On some of the more local aspects of the Budget, I must decry the fact that Northern Ireland gets very little out of the Budget, although that is not all the fault of Ministers. A lot of it is the fault of a dereliction of initiative and responsibility on the part of our own devolved Executive. They have not made the case for city deals in Northern Ireland. They have certainly refused for a very long time to make the case for a city deal for Derry, pretending instead that city deals were for England, which did not have devolution. That completely ignored the fact that much work on city deals has been done in Scotland and Wales. Some of them are represented in the Budget. I know that the city deals, in terms of the northern powerhouse, are not all necessarily what the Chancellor puffs them up to be, but they are initiatives worth pursuing, and we in Northern Ireland have been left out of them.

As for what is in the Budget for Northern Ireland, I welcome the spending for the air ambulance coming from the LIBOR fines. I and others had lobbied for that. Billed as a big gain for us are the enhanced capital allowances for an enterprise zone in Coleraine—a zone that should have been in Derry, which is the place of the highest unemployment. It is intended that Coleraine can benefit from Project Kelvin—a project that was initially meant to benefit Derry in the first place and other places on both sides of the border. This has happened courtesy of a letter from the First Minister and the Deputy First Minister to the Chancellor before the 2014 Budget, asking for that enterprise zone so that Coleraine could benefit from Project Kelvin.

As for the wider arguments around PIP, having listened to the right hon.
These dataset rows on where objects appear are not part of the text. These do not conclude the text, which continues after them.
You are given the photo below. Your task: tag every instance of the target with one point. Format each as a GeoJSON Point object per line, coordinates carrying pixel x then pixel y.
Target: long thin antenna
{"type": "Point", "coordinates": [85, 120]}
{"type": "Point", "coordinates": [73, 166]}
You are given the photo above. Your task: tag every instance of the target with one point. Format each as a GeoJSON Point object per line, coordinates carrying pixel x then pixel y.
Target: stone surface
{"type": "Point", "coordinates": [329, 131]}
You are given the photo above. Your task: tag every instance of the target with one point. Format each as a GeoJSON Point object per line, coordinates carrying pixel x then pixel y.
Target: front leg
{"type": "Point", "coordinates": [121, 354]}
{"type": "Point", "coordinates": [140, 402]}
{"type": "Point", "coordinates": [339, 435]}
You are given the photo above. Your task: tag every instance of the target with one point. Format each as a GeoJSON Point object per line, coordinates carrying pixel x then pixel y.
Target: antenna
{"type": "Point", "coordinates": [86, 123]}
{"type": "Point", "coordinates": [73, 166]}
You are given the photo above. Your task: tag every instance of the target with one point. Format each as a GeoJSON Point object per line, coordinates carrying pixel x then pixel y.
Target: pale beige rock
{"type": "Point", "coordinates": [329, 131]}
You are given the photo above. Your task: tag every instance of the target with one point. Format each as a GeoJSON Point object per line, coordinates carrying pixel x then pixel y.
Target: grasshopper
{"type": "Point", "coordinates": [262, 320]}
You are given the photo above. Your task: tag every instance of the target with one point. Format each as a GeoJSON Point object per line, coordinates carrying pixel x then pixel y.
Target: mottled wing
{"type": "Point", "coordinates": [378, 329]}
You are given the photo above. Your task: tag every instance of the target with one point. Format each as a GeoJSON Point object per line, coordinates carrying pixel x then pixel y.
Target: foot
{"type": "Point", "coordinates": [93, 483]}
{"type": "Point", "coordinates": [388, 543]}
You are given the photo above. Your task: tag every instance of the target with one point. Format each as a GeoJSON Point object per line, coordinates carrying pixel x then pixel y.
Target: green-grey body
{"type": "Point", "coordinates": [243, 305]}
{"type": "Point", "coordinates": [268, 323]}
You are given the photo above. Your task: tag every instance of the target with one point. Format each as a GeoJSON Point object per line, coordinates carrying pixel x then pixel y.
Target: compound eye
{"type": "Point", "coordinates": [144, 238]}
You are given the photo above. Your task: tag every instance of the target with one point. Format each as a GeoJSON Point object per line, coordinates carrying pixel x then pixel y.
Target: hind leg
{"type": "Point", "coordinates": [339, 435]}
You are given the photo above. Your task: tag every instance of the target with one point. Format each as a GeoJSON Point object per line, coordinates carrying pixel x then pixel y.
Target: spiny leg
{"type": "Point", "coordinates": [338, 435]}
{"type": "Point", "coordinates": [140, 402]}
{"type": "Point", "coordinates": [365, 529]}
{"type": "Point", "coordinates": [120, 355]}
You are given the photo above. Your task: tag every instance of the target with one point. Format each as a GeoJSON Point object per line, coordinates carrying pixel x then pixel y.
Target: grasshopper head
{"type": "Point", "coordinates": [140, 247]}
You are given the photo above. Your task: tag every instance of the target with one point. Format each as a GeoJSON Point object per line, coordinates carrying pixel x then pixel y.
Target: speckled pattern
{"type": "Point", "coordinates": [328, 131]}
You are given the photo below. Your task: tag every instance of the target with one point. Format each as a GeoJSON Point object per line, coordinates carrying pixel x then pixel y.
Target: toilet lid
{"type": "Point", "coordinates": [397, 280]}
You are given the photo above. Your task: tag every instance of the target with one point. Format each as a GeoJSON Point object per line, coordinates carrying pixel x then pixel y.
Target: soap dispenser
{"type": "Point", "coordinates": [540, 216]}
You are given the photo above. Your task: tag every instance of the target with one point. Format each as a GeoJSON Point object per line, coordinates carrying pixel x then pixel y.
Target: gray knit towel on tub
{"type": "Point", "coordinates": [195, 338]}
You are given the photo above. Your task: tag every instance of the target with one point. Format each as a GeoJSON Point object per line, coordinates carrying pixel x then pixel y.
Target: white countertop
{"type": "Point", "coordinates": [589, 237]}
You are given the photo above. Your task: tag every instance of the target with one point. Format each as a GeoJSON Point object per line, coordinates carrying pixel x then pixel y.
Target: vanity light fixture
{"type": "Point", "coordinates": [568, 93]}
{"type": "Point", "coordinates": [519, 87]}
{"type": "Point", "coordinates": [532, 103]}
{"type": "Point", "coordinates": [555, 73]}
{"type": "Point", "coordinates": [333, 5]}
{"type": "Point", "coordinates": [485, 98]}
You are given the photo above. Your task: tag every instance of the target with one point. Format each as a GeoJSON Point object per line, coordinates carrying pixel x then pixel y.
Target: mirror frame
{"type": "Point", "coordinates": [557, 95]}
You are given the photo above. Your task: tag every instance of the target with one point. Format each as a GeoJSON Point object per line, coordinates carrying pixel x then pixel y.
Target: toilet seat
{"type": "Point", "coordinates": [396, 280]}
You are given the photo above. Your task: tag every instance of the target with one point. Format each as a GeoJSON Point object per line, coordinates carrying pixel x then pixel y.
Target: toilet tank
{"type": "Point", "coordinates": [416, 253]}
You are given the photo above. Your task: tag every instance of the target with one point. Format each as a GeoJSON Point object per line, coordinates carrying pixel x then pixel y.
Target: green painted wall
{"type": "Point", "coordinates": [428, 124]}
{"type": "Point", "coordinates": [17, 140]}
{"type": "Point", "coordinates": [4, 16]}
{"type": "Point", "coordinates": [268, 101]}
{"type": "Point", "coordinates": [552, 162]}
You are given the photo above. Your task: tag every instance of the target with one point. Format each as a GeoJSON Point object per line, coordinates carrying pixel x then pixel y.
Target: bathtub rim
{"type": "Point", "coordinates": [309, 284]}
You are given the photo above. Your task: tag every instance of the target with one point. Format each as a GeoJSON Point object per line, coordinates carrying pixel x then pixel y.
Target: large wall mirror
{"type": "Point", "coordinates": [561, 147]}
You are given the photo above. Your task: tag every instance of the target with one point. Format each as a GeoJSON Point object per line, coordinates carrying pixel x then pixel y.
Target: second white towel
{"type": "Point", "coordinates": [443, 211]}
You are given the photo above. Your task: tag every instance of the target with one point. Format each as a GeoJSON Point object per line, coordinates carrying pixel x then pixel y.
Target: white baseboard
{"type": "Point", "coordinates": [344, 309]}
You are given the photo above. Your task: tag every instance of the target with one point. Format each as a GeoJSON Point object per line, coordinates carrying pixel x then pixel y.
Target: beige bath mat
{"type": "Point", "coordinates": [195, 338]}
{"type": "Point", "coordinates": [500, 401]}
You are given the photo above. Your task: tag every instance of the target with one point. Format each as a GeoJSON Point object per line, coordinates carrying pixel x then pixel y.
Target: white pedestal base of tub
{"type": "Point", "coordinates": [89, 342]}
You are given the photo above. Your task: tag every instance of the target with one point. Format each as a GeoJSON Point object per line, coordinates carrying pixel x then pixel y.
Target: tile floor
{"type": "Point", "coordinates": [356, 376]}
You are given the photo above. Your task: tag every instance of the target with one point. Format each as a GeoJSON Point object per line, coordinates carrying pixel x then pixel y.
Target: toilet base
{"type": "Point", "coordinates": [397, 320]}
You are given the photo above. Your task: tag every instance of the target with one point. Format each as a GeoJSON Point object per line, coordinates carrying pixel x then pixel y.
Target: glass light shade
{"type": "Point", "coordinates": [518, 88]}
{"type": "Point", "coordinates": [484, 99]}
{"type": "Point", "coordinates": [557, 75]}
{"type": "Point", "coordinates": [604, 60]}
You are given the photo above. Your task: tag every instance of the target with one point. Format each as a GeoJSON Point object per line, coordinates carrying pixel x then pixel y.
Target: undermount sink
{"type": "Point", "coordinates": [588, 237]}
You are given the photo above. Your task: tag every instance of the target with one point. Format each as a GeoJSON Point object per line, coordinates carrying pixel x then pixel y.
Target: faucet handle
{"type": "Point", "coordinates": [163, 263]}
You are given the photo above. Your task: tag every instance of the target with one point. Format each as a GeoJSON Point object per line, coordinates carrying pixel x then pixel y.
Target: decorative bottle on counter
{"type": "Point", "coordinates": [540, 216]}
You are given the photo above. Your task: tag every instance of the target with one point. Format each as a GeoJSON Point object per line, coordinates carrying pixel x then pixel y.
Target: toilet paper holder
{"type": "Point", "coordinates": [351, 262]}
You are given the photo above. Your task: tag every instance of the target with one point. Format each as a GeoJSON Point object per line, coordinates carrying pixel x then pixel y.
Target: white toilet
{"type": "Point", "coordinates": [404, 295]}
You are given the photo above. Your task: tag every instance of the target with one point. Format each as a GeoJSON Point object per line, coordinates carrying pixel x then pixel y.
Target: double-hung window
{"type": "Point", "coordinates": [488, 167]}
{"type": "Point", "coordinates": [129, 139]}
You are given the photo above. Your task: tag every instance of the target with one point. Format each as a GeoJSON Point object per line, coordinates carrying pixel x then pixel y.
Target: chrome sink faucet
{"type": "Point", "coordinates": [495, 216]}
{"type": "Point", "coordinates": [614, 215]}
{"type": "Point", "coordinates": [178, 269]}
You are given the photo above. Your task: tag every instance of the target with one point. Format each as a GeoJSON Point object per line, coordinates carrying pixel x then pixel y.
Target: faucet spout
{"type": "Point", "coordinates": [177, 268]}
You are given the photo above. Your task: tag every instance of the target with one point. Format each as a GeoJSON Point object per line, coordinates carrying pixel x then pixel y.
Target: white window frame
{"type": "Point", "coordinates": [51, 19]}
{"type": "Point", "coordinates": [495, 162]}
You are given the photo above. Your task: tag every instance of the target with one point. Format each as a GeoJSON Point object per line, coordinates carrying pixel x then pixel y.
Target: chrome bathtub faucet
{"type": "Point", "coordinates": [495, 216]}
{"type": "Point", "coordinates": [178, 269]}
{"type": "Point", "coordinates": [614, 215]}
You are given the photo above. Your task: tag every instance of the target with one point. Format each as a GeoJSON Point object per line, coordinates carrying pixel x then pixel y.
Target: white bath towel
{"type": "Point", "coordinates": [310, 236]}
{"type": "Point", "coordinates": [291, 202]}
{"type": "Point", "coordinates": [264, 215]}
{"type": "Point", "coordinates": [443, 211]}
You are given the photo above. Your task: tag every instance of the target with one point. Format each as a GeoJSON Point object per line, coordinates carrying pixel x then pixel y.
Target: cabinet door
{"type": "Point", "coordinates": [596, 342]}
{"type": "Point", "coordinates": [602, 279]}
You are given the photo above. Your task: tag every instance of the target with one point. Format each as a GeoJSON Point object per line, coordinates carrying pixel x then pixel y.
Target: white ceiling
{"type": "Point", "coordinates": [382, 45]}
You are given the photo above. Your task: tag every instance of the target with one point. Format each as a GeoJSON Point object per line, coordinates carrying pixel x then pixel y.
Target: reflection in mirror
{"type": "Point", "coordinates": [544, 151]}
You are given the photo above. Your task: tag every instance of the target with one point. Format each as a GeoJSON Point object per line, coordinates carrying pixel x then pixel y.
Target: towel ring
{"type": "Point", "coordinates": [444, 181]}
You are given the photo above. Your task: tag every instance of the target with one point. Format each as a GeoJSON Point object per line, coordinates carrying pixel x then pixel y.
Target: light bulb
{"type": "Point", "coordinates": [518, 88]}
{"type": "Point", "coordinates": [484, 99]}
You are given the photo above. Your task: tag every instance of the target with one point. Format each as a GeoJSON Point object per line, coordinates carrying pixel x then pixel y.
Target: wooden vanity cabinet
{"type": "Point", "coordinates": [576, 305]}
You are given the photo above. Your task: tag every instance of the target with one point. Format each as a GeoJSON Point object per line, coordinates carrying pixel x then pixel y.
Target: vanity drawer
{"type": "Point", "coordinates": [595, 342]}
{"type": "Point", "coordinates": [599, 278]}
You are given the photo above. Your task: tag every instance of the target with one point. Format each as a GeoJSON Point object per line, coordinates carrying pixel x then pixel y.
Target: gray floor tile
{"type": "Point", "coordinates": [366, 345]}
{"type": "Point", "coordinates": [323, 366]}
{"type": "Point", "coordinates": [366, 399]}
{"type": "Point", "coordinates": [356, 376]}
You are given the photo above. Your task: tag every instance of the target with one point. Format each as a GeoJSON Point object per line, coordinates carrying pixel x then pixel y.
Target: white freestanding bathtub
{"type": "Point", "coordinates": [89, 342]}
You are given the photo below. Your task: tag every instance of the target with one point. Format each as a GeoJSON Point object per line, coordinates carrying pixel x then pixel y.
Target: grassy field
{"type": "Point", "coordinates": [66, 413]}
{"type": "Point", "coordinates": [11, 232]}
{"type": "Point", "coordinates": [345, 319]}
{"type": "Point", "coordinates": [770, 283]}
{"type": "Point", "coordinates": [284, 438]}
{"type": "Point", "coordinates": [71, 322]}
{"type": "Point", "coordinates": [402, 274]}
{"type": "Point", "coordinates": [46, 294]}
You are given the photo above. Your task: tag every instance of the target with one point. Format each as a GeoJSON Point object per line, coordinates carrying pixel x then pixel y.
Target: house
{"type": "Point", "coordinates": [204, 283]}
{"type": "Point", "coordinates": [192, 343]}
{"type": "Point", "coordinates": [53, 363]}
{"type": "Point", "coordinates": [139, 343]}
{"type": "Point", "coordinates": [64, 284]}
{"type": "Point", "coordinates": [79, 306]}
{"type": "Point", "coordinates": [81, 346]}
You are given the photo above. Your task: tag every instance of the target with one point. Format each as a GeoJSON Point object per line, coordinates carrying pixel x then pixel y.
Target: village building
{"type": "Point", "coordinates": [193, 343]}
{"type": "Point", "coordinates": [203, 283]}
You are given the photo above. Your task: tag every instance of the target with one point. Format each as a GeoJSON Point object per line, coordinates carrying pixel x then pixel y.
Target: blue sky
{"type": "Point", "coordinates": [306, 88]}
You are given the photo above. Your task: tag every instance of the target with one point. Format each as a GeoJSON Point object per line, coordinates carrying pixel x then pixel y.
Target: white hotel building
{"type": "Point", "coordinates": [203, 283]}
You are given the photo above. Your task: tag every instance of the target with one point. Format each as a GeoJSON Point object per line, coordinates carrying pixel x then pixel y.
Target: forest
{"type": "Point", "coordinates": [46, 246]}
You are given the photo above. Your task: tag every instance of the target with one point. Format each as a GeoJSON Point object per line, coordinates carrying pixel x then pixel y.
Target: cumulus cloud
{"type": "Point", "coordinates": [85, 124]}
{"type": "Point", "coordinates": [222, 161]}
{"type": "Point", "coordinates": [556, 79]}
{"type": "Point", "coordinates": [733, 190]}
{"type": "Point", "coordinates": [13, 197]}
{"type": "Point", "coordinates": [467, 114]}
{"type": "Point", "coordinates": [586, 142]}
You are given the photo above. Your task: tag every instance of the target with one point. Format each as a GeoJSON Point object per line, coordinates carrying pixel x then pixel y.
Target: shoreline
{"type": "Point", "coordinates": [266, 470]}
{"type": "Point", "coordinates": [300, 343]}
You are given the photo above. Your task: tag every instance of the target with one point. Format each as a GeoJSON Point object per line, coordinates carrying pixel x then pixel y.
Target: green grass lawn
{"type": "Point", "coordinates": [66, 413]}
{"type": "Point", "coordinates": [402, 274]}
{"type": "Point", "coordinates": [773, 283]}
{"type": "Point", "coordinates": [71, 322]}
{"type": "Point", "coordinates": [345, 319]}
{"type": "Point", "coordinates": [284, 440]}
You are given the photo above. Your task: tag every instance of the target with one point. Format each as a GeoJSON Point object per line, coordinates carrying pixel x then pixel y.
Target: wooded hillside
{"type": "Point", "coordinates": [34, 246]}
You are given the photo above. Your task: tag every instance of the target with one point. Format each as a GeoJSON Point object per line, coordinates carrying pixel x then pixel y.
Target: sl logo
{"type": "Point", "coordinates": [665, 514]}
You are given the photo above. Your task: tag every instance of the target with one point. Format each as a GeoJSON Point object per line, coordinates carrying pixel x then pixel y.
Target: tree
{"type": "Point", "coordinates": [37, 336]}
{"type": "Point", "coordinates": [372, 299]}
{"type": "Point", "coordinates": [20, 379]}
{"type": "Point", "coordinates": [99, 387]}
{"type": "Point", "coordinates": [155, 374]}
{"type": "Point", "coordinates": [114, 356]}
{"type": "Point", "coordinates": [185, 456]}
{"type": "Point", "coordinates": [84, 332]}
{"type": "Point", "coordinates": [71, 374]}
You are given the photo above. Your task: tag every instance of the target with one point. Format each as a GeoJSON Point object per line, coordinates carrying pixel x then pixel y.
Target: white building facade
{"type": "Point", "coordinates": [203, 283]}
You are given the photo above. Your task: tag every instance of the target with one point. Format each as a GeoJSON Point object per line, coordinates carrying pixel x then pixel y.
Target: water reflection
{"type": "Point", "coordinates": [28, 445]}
Member for Chingford and Woodford Green (Mr Duncan Smith) and to the Chancellor on both his Budgets, I think we have tuned into the cognitive dissonance game, whereby each gives an account of their motives and purposes on the record that are far removed from my sense of what is really happening and certainly far removed from my constituents’ experience.

I am one of 22 who voted against the introduction of the welfare cap nearly two years ago in March 2014, and I am very glad that I did. We said at the time that while it was being bubble-wrapped as a neutral budgetary tool, it would be a cuts weapon in the hands of the Treasury—and that is exactly what it has been. What we heard from the former Secretary of State for Work and Pensions at the weekend was essentially that the welfare cap, which he voted for and used to boast about, has become simply a search engine for benefit cuts by the Treasury. We saw that in the summer Budget when the Chancellor revised the welfare cap downwards by £46.5 billion over four years. It is no wonder that we then saw other cuts being pursued.

We need to hear exactly what is going to be done with the welfare cap in future. Is it the case from what we heard from the new Secretary of State for Work and Pensions yesterday that the attempt to have further legislative change on welfare is going to be abandoned, or will the welfare cap be used to impose cash-limited administrative decisions on rates, rules, interpretations around criteria and so forth so that the cuts will effectively be stealth cuts? Yes, Parliament will be spared any legislative cuts, but the cuts will still be there by administering the welfare cap ruthlessly.